To recap: the DW quadrant has two dimensions. One indicates the challenges regarding data volume, performance, query and loading throughput and the like. The other one shows the complexity of the modeling on top of the data layer(s). A good proxy for the complexity is the number of tables, views, data sources, load processes, transformations etc. Big numbers indicate many dependencies between all those objects and, thus, high efforts when things get changed, removed or added. But it is not only the effort: there is also a higher risk of accidentally changing, for example, the semantics of a KPI. Figure 1 shows the space outlined by the two dimensions. The space is the divided into four subcategories: the data marts, the very large data warehouses (VLDWs), the enterprise data warehouses (EDWs) and the big data warehouses (BDWs). See figure 1.
Now, there is several SAP products that are relevant to the problem space outlined by the DW quadrant. Some observers (customers analysts, partners, colleagues) would like SAP to provide a single answer or a single product for that problem space. Fundamentally, that answer is HANA. However, HANA is a modern RDBMS; a DW requires tooling on top. So, there is something more required than just HANA. Figure 2 assigns SAP products / bundles to the respective subquadrants. The idea behind that is to be a “flexible rule of thumb” rather than a hard assignment. For example, BW/4HANA can play a role in more than just the EDW subquadrant. We will discuss this below. However, it becomes clear where the sweet spots or the focus area of the respective products are.
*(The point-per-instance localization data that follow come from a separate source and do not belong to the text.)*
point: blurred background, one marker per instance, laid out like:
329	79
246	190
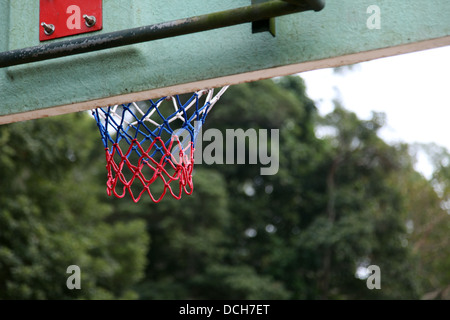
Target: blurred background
345	197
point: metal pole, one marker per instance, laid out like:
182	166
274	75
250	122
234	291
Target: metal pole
158	31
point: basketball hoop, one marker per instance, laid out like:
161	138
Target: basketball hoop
149	145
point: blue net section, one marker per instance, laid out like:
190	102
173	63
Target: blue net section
150	144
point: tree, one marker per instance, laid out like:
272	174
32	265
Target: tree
51	215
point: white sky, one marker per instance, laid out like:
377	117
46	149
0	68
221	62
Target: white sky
413	90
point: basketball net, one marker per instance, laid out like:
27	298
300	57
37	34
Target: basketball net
149	145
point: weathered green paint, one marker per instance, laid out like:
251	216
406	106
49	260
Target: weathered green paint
304	41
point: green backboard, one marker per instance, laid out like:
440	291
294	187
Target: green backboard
343	32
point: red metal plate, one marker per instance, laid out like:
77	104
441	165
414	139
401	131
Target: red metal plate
67	17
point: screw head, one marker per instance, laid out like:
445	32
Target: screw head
48	28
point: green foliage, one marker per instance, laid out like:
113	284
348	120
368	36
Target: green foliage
342	199
51	216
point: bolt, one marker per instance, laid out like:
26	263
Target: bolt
48	28
89	20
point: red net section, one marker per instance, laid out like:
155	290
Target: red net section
174	175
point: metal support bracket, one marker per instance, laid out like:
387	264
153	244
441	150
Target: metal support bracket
255	12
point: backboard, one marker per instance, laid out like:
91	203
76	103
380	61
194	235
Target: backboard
343	32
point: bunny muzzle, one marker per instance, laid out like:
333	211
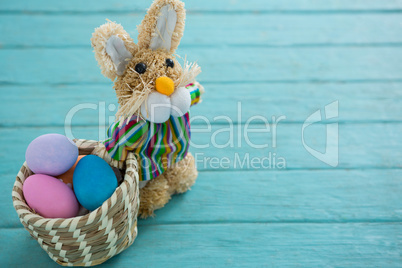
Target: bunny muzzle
166	101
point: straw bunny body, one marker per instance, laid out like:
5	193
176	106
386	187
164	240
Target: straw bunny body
155	94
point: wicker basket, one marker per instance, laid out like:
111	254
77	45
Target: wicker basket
90	239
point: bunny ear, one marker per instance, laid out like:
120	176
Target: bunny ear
113	49
163	26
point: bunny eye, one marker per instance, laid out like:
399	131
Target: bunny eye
169	63
140	68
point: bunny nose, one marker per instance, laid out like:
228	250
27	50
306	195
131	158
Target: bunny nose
164	85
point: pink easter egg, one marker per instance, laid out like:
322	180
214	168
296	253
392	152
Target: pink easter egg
50	197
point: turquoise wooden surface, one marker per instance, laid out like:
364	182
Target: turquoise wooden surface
276	58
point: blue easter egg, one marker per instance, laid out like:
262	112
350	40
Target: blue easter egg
94	182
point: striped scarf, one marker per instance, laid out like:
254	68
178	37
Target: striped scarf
156	146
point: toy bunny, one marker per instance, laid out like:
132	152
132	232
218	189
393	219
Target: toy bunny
154	94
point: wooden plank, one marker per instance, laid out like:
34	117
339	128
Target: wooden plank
206	5
251	29
360	146
361	102
229	65
237	245
318	196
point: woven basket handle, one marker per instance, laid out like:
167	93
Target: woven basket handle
86	146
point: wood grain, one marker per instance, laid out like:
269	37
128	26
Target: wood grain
277	58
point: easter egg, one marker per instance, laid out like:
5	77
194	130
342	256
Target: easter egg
51	154
67	177
49	197
94	182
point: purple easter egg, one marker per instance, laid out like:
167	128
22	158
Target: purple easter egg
51	154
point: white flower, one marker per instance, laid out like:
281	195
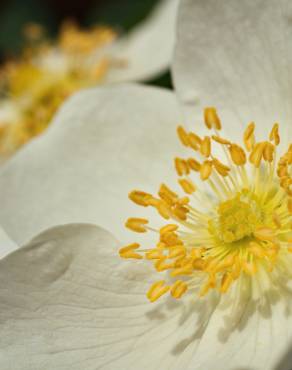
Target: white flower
67	301
35	85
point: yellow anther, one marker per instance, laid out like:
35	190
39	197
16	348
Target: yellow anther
180	212
187	185
168	228
282	170
211	118
265	233
205	148
154	254
226	281
248	137
185	270
257	154
256	249
157	290
167	194
181	166
268	152
249	267
206	170
237	154
277	220
137	224
140	197
183	136
184	201
194	141
193	164
220	140
170	238
237	267
177	251
178	289
274	135
221	168
199	264
197	252
163	209
210	284
162	265
129	251
289	205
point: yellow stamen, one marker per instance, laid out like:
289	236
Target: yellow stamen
265	233
137	224
206	147
140	197
206	170
178	289
211	118
236	233
274	135
187	186
237	154
181	166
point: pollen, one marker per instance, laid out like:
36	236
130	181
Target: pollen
231	226
46	73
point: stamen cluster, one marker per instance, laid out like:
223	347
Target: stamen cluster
244	228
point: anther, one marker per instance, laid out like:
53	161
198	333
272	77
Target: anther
178	289
193	164
206	170
187	185
140	197
274	135
205	148
265	233
181	166
220	140
237	154
211	118
194	141
137	224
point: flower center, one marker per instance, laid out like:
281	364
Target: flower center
236	228
237	219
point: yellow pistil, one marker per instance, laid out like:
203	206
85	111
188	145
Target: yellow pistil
235	228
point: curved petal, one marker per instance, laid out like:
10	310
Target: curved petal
148	49
237	56
84	307
102	144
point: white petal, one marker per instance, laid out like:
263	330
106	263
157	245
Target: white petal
104	143
6	244
148	49
66	301
237	56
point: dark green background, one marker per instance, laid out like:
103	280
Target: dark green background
121	14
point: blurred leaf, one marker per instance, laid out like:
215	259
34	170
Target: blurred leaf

From a technical and architectural perspective, there is a lot of relationships between those SAP products. For example, operational analytics in S/4 heavily leverages the BW embedded inside S/4. Another example is BW/4HANA’s ability to combine with any SQL object, like SQL accessible tables, views, procedures / scripts. This allows smooth transitions or extensions of an existing system into one or the other direction of the quadrant. Figure 3 indicates such transitions and extension options:
Data Mart → VLDW: This is probably the most straightforward path as HANA has all the capabilities for scale-up and scale-out to move along the performance dimension. All products listed in the data mart subquadrant can be extended using SQL based modeling.
Data Mart → EDW: S/4 uses BW’s analytic engine to report on CDS objects. Similarly, BW/4HANA can consume CDS views either via the query or in many cases also for extraction purposes. Native HANA data marts combine with BW/4HANA similarly to the HANA SQL DW (see 3.).
VLDW ⇆ EDW: Here again, I refer you to the blog describing how BW/4HANA can combine with native SQL. This allows BW/4HANA to be complemented with native SQL modeling and vice versa!
VLDW or EDW → BDW: Modern data warehouses incorporate unstructured and semi-structured data that gets preprocessed in distributed file or NoSQL systems that are connected to a traditional (structured), RDBMS based data warehouse. The HANA platform and BW/4HANA will address such scenarios. Watch out for announcements around SAPPHIRE NOW 😀
The possibility to evolve an existing system – located somewhere in the space of the DW quadrant – to address new and/or additional scenarios, i.e. to move along one or both dimensions is an extremely important and valuable asset. Data warehouses do not remain stale; they are permanently evolving. This means that investments are secure and so it the ROI.